This kind of information, combined with a little marketing savvy, has led to other ways of getting customers to buy again. “One of the sales we started this year we call The Pending Sale,” Lang says. “We can track estimates that we’ve done, they’re not just sitting in a folder somewhere. I can go in and do a report on any invoice that is still only an estimate and has never turned into a sale. We went out there, we wrote it up for them, but they didn’t go with it. We go through and call each one of these individually.

“People enjoy when you are honest with them. We have no problem saying this is a slower time of year, our workroom has time, we’re offering a percentage off if you want to go ahead with that job that we wrote up for you. And that works very well, because we have access to all of that information,” she explains.

A detailed and handy customer database also helps with direct mailings to customers for things like the Holiday Deadline Sale reminding them when the workroom has to stop taking orders for Christmas (those mailed out in mid-September). Then there is the “J” Sale.

“About three times a year we do a mailing,” says Lang. “We have a sale that our customers have come to know over the years—we call it the ‘J’ Sale. It’s January, June and July. All of the months that begin with ‘J’ turn out to be our slowest months in the workroom, so it’s a way of turning over our fabric stock so it doesn’t get old and as a way of keeping our workroom busy in slower months. We offer 25 percent off the total price of a custom window treatment made with in-stock fabric.”

The whole idea, not just behind the sales and marketing, but for the way Window Fashions and Fabric runs the entire business, is to make things easy for the customer.

NEW SHOWROOM, NEW PROGRAM
Window Fashions and Fabrics, Inc. is a strictly retail custom window treatment dealer that fabricates all of its soft treatments in an on-premise workroom with five employees. “Customers come in, pick the treatments, pick the fabrics and it’s all made here,” says Lang. Could it be much easier?

The store’s showroom features plenty of samples of its custom work along with decorative hardware, finals, blinds and shades, and fabrics, of course. Lang says they try to display one of every design they offer. Some displays change seasonally. “We try to make it as easy for the client as possible,” she continues. “That is one thing that keeps them returning. We try to take the mystery out of custom window treatments. We have up a number of treatments with names and starting prices, whether it be a traditional style or one of our original designs. Customers can select that style, they can refer to it by name, they can go home and remember that. It also helps if they have a sales consultant come out to the house later.”

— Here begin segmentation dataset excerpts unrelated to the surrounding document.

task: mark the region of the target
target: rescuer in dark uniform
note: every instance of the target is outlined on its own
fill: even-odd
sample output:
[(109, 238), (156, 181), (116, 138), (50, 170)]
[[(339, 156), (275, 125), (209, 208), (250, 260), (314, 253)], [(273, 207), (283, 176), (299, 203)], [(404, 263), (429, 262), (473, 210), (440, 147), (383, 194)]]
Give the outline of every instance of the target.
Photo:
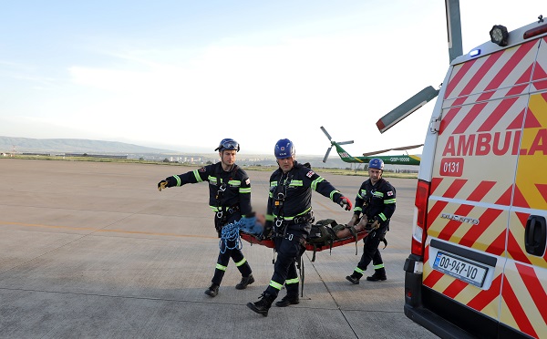
[(264, 234), (272, 231), (277, 252), (274, 275), (270, 285), (256, 303), (247, 306), (263, 316), (268, 315), (272, 303), (284, 284), (287, 295), (275, 304), (285, 307), (300, 303), (298, 299), (299, 278), (296, 261), (305, 251), (304, 240), (310, 233), (314, 213), (312, 190), (351, 210), (351, 200), (342, 195), (327, 180), (309, 167), (294, 160), (294, 145), (283, 139), (274, 148), (279, 169), (270, 177), (270, 194), (265, 216)]
[[(215, 212), (214, 227), (220, 238), (224, 225), (237, 221), (251, 213), (251, 180), (247, 173), (235, 164), (235, 156), (240, 150), (237, 141), (224, 139), (215, 150), (219, 151), (220, 162), (166, 178), (158, 183), (158, 189), (161, 190), (166, 187), (209, 181), (209, 205)], [(218, 294), (230, 258), (242, 273), (242, 281), (235, 288), (243, 290), (248, 284), (254, 282), (251, 266), (241, 250), (234, 248), (234, 242), (235, 241), (221, 241), (212, 283), (205, 291), (205, 294), (212, 297)]]
[(389, 219), (395, 211), (395, 188), (382, 178), (383, 171), (384, 161), (381, 159), (375, 158), (368, 162), (370, 178), (361, 184), (356, 198), (354, 215), (347, 223), (348, 226), (355, 225), (363, 213), (359, 223), (367, 224), (367, 228), (371, 230), (364, 239), (363, 255), (357, 267), (351, 275), (346, 277), (352, 283), (359, 283), (359, 279), (370, 262), (374, 267), (374, 274), (366, 277), (366, 280), (379, 282), (387, 279), (378, 245), (389, 231)]

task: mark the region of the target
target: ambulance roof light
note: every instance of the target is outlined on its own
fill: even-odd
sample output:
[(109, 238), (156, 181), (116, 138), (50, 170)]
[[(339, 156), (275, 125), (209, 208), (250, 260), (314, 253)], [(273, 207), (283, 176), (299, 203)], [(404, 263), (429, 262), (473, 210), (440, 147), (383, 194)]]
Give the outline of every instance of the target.
[[(540, 19), (538, 21), (538, 24), (542, 23), (543, 22), (543, 15), (538, 16), (538, 19)], [(524, 32), (524, 35), (523, 35), (522, 37), (525, 38), (525, 39), (529, 39), (531, 37), (533, 37), (533, 36), (540, 36), (540, 35), (542, 35), (543, 33), (546, 33), (546, 32), (547, 32), (547, 24), (543, 24), (543, 25), (539, 26), (537, 26), (535, 28), (532, 28), (532, 29), (527, 30), (526, 32)]]
[(471, 56), (471, 57), (475, 57), (475, 56), (480, 56), (480, 48), (476, 48), (470, 52), (470, 56)]
[(501, 25), (494, 25), (492, 29), (490, 29), (490, 40), (500, 46), (507, 46), (507, 38), (509, 37), (509, 32), (507, 31), (507, 27)]

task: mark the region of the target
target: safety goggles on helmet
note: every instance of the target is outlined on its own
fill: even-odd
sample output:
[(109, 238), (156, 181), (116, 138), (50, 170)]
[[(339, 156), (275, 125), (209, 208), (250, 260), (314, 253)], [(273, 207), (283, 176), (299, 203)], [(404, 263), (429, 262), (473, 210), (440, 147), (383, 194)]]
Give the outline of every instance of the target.
[(384, 160), (378, 158), (371, 159), (368, 162), (369, 169), (384, 170)]
[(239, 143), (232, 139), (223, 139), (221, 141), (219, 147), (217, 147), (214, 150), (222, 151), (225, 149), (235, 149), (236, 151), (239, 152), (239, 150), (240, 150)]
[(288, 139), (282, 139), (275, 143), (274, 154), (276, 159), (287, 159), (294, 156), (294, 145)]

Just this year, Window Fashions and Fabrics moved to a new location, a highly visible standalone building along a well-traveled route near a shopping mall and furniture and interior furnishings stores. The move increased walk-in traffic. “That has brought a lot of people in looking for ready-mades,” Lang says. “So we searched the market and we’ve found a few that we’re going to offer in addition to creating our own. So we’ll make valances and some draperies that we’ll keep on hand to sell.”

The plan is to carry the most popular styles in various sizes and fabrics, and Lang sees it as complementing the custom business not conflicting with it. “Customers usually want one or the other, so one end of the business won’t take away from the other,” she says.

But with the added walk-in business Window Fashions and Fabrics has found it necessary to hire a full-time marketing manager, Mary Williams—something the four family members never had the time “to do what we needed to do,” Lang admits. The marketing manager visits furniture stores, kitchen stores, banks, realtors and home developers to introduce herself and the store. She’ll drop off information, brochures and offer a referral program, which basically is a card with a coupon that can be redeemed or used for a consultation. In exchange, the person making the referral gets a store credit or a cash reward.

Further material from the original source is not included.